Wednesday, March 2, 2022

Huntsville, Texas

 

When I found a quarter along the road, the first of these travels, in the first half hour of the day’s ride, I took it as a sign that it was going to be a good day.  That, of course, goes without saying, as any day spent on the bike is a good day, but since there was an Aldi’s less than a mile away, my first in over a week, I hoped it portended that I was in for a big score.  

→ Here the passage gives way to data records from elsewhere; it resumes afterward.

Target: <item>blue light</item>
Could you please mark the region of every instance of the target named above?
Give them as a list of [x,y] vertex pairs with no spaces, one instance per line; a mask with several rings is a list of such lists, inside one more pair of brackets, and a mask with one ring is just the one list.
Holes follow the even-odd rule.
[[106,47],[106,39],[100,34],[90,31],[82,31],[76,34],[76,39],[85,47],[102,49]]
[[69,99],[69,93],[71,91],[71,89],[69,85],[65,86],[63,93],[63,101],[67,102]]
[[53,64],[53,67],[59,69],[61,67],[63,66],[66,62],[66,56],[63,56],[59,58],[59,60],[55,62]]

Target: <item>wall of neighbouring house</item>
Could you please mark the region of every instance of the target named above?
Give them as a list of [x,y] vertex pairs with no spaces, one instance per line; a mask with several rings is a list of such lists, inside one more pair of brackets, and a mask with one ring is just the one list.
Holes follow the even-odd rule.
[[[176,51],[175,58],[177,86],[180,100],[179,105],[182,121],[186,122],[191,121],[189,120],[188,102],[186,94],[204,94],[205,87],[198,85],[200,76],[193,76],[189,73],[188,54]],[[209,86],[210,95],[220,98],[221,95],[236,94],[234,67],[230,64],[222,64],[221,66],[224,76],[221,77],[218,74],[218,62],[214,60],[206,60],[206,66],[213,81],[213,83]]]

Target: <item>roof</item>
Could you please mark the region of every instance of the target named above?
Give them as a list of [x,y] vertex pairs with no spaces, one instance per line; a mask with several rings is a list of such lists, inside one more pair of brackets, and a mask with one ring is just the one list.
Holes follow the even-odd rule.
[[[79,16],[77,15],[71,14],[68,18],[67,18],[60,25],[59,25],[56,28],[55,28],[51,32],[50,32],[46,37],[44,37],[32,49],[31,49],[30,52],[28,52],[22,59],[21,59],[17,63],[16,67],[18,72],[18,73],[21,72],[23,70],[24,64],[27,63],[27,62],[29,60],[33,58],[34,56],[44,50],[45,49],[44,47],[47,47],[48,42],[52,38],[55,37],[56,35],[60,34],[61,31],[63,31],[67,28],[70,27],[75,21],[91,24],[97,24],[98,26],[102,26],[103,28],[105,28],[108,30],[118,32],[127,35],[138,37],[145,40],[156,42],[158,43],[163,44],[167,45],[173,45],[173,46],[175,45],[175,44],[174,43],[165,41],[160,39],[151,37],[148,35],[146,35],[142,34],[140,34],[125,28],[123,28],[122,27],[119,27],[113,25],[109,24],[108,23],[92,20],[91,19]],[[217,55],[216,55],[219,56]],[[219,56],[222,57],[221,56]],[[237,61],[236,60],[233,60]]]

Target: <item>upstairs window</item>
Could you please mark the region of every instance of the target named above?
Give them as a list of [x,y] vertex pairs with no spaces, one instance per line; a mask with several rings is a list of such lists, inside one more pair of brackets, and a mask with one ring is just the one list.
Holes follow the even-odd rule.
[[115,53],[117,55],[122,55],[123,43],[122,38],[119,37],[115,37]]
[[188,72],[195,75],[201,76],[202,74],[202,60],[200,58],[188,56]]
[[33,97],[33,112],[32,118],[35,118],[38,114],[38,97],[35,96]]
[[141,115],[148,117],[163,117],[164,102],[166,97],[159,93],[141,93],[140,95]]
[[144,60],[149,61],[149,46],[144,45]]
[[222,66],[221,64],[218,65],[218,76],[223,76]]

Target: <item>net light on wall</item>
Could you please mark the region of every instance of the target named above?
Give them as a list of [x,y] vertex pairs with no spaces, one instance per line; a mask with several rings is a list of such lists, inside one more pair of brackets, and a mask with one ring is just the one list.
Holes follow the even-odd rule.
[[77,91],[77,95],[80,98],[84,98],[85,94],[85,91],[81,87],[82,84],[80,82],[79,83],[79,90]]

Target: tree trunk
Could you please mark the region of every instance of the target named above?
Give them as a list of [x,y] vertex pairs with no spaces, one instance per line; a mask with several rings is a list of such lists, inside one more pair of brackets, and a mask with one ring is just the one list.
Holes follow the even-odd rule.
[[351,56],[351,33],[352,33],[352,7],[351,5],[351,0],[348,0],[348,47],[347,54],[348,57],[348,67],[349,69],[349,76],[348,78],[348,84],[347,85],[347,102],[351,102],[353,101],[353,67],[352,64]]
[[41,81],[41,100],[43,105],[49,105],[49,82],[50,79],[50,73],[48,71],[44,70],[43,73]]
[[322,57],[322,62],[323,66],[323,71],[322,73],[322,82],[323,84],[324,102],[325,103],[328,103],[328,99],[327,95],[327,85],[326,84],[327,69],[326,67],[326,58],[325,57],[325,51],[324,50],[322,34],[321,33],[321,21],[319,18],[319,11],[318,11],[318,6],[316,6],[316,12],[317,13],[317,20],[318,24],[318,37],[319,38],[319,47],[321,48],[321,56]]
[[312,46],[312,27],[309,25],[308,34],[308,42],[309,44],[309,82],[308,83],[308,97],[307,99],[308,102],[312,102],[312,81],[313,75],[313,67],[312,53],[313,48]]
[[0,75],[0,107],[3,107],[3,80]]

But no, there’d been an early morning garbage pickup and the dumpster was empty. I suffered a second disappointment when the McDonald’s across the street was a rare one that only offered drive-through.  I had a blog report to finish off and file, so had to resort to the WiFi at the nearby Walmart where I had some shopping to do—a half gallon of chocolate milk, a handful of ramen, a loaf of bread and a couple of bananas.  

And, I’m sorry to confess, my purchases included a bike tube.  It is almost an indictable offense for a cyclist to make a cycling purchase at Walmart, but since bike shops are virtually extinct except in large cities, I had no choice. I had suffered the second flat of the trip the day before. Both had been patches that had gone bad.  Both tires had six or seven or more patches, some I recognized as from Brasil over two years ago, so I opted to retire the tubes rather than to patch a patch. I still had a spare, but didn’t care for that to be my only one, as it’s very possible to start the day with two flats after pushing my bike through thorny terrain from my campsite.

There was a spot by the vending machines in an aisle to the side of the entrance where I could sit by an electrical outlet, so my turn of bad luck had been reversed along with the store having 700C presta valve tubes in stock.  My only complaint was having to walk the length of the gigantic store to a back restroom to fill my water bottles, as the one up front was being cleaned.


The highlight of the day, in addition to the end-of-the day Carnegie in Franklin, was finding a Wyoming license plate.  It is much more colorful than the bland black-and- white of Texas and is spanned by a background of the Tetons.  It’s the first of Wyoming I’ve found and easily the prize of this trip’s roadside scavenging.  It could have been a wallet I found a few days before, but all the money was gone, containing just a driver’s license and credit cards, which I dropped off at the next police station.



There was no direct route to Franklin from Belton, so I pieced together a series of county and secondary roads, one of which turned into a dirt road for ten miles or so, as I’ve suffered several times in these travels.  This was the least painful of such excursions.  It had a minimum of gravel and washboard, so it was a rather pleasant interlude with no traffic. I was relieved when it turned to pavement well before a bridge over the Brazos River.  If it had remained dirt, I feared the possibility that the bridge might be out and I’d have to make a huge detour to another bridge.



It was less than an hour before dark when I reached Franklin.  The library was closed and it’s WiFi needed a password, so I had to resort to the Dairy Queen next door for water and the internet. Dairy Queen’s are quite ubiquitous in Texas.  Many offer seating, as much or more than the more prominent fast food restaurants, as this one did.  It provided a fine view of the modest-sized Carnegie built in 1914 when frills were discouraged.  It was still a notable brick building with high arched windows and a pressed metal roof that resembled tiles.  It was on a slight rise on a narrow strip of land along a main highway coming into town giving it all the more stature and all the dignity as those with columns and other decorative features.



The Carnegie in Bryan, thirty-one miles south, built in 1903, was another of those early stunners.   It is the oldest still standing Carnegie in the state and is a rare one with a street-level entrance rather than the traditional promenade up a set of steps. A plaque out front credits the efforts of the Mutual Improvement Club, renamed the Women’s Club in 1909,  for having the inspiration of acquiring the library, one of just thirty-one cities in the state with Houston and Dallas having two each.  It would have suffered the fate of twenty other Carnegies in the state if the power-brokers and money-interests had had their way.  


When the new library was built a block away in the ‘70s the building had a succession of tenants, none of whom put anything into its maintenance.  As the building deteriorated, it had a period of several years when it was vacant.  Those who wished to tear it down were happy to see that becoming imminent, salivating at the opportunity to build something new and nondescript on its choice downtown lot across from the local movie theater.   


But a handful of devotees of the library, who had a not-so-common for Texas preservationist rather than development mindset, managed to get it turned into the research and genealogical branch of the library.  It’s interior is as soul-elevating as its exterior and includes two portraits of Carnegie, one the standard and a second painted by a local.  When Janina and I passed through Bryan in 2014 it was a Sunday, so we didn’t have the opportunity of gaining entry. I was happy it was on my way to the next  Carnegie in Alexandria, Louisiana, nearly three hundred miles away, allowing me to get to know it a little better.


It was Election Day in Texas.  The polling places were all obvious from a couple of blocks away by the forest of signs out front, some with human easels.